Configuring the components - 7.0

Text standardization

author
Talend Documentation Team
EnrichVersion
7.0
EnrichProdName
Talend Big Data Platform
Talend Data Fabric
Talend Data Management Platform
Talend Data Services Platform
Talend MDM Platform
Talend Real-Time Big Data Platform
task
Data Governance > Third-party systems > Data Quality components > Standardization components > Text standardization components
Data Quality and Preparation > Third-party systems > Data Quality components > Standardization components > Text standardization components
Design and Development > Third-party systems > Data Quality components > Standardization components > Text standardization components
EnrichPlatform
Talend Studio

Procedure

  1. Double-click the tFileInputDelimited component to open its Basic settings view.
  2. Browse to the input file, and set basic properties based on the structure of the input file. In this example, the input file provides a list of English words in different variant forms, and does not have a header. The following is an exact of the file content.
    computerize
    computerized
    computerizing
    program
    programming
    cooking
    cooked
    cooks
    evaporable
  3. Click the [...] button next to Edit schema to open the [Schema] dialog box, and set the input schema, which should contain one column named Word in this example.
    When done, click OK to close the dialog box.
  4. Double-click the tMap component to open the map editor. We will use this component to map the single-column input flow to a two-column data flow to feed the tStem component.
  5. Click the [+] button to add two columns to the output schema and name them Fullform and Stem respectively.
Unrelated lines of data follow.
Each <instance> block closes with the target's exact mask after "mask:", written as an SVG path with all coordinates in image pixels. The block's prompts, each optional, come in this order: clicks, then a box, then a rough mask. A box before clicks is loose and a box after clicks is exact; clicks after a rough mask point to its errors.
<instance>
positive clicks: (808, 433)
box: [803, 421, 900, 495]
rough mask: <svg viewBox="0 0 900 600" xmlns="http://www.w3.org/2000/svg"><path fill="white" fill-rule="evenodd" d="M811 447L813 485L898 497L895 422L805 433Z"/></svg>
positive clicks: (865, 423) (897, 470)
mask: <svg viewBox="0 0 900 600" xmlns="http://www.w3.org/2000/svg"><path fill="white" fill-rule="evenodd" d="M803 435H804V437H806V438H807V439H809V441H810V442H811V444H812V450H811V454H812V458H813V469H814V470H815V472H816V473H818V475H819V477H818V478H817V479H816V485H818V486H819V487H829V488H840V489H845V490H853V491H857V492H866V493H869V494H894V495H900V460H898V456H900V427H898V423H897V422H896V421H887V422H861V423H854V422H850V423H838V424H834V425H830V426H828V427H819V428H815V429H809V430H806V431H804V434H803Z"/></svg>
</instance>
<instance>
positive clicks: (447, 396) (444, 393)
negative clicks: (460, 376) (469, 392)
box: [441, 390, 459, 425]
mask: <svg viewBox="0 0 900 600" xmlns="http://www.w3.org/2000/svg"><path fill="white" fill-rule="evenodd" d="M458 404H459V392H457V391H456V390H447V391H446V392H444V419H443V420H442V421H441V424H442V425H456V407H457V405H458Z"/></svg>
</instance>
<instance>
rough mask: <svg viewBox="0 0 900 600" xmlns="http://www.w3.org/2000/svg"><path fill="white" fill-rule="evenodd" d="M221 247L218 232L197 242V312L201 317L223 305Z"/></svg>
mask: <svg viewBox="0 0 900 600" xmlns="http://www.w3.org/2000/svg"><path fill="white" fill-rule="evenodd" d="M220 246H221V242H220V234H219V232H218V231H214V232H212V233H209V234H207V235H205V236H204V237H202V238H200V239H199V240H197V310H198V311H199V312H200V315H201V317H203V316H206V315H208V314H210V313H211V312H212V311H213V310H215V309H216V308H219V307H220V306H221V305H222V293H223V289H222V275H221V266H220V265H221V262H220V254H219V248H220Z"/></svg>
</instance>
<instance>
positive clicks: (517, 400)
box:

Then, drag the Word column from the input table onto the Fullform column, then onto the Stem column, in the output table.
    When done, click OK to close the map editor and propagate the changes to the next component.
  6. Double-click the tStem component to open its Basic settings view.
  7. In the Select Algorithm table, click in the Algorithm field for the Stem column, which will carry the word stems extracted from the input data, and select English as the algorithm language.
  8. Double-click the tLogRow component to open its Basic settings view, and select the Table option for better readable display of the Job execution result.